Tuesday, March 9, 2010

Coming Home

When I was young, books with strong female characters were hard to find, especially in science fiction and fantasy. Such books, when I found them, were read over and over, treasured inspirations of who and what I wanted to be when I was older. Robin McKinley first grabbed my attention with her book "Beauty". But it was "The Blue Sword" and later, "The Hero and the Crown", that I made sure to add to my shelves.

The problem with this particular song is that it involves a spoiler, so beware! If you haven't read this book, then you might not want to read further.

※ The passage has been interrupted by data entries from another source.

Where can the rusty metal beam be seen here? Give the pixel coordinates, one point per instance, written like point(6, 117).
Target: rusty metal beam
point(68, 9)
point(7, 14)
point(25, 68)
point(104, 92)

*******Spoiler Space*******




Harry is from Homeland, a place that we are told little about, although descriptions make it sound rather like Victorian England. After her father dies, Harry comes to Daria/Damar (reminiscent of colonial India) to live with her brother Richard, a soldier in the Homeland forces occupying Daria. She soon finds that she is drawn to the desert in a way that is highly unusual among the Homelanders unhappily stationed there.

"The desert, with the black sharp-edged mountains around it, was as different from what she was accustomed to as any landscape could be; yet she found that after only a few weeks in Istan that she was falling by degrees in love with it: with the harsh sand, the hot sun, the merciless gritty winds. And she found that the desert lured her as her own green land never had - but what discovery it lured her toward she could not say.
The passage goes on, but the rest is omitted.